Any other possible problems besides 0 nitrates?


----------



## Kimchi24 (Mar 22, 2013)

i believe brown spots or browning is due to a lack of nutrients like potassium? I'm not exactly sure so dont quote me on it


----------



## Reckon (Mar 6, 2013)

pyrrolin said:


> I try to avoid water changes because of the low nitrates
> 
> Any other possible problems besides 0 nitrates?


I had this issue about a month ago in my riparium where each crypt of mine lost a couple leaves. Started with browning. I was dosing (and running CO2). After taking measurements I realized that nitrates were very low, most likely the emergent plants were using up more nutrients and the tank was bottoming out (even with ADA substrate). After increasing dosing the crypts are now doing much better.

I would start first with trying to keep NO3 levels at least at 10ppm.

Also, you are keeping your lights on a timer?


----------



## pyrrolin (Jan 11, 2012)

no timer yet, but hoping soon there will be lots available cheap for Christmas season.

Dollarama has timers but they are only 2 prong but I have one on my son's goldfish tank.
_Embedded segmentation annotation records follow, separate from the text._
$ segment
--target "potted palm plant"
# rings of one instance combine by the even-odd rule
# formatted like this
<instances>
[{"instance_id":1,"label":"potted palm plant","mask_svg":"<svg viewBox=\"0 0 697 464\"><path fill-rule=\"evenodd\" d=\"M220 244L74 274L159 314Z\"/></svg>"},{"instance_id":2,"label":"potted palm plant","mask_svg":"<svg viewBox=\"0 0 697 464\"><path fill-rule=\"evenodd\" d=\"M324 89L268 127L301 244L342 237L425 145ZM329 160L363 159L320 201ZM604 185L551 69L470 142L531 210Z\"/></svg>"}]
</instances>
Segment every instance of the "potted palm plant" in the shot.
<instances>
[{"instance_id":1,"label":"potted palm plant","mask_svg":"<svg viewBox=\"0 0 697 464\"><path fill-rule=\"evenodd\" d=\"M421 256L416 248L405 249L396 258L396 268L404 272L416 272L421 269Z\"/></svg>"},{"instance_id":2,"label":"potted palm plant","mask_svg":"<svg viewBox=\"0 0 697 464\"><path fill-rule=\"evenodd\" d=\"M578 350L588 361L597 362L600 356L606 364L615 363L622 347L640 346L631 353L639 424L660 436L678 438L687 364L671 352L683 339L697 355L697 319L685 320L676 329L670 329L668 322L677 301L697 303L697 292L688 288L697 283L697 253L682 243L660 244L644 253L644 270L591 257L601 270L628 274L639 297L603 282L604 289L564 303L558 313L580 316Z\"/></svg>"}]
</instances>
I need quite a few timers unless I get creative and can get the cords of a few lights into a power bar that is in a timer, then maybe I can go with just 2 or 3. My budget sucks so bad. There are so many things I want to do, but can't due to funds available


----------



## Reckon (Mar 6, 2013)

pyrrolin said:


> no timer yet, but hoping soon there will be lots available cheap for Christmas season.
> 
> Dollarama has timers but they are only 2 prong but I have one on my son's goldfish tank.
> 
> I need quite a few timers unless I get creative and can get the cords of a few lights into a power bar that is in a timer, then maybe I can go with just 2 or 3. My budget sucks so bad. There are so many things I want to do, but can't due to funds available


So how long are the lights on for?
Lights should not be on for more than 12 hours. 10 hours max really.
Perhaps try to work out a habit, eg. on when leave for work, and off after dinner. Or something like that.


----------



## pyrrolin (Jan 11, 2012)

so, an idea I have is to lower the light on time of this tank in the hopes that with less light time, the plants will use less nitrates so it can build up a bit until I have the funds to add more stock to the tank


----------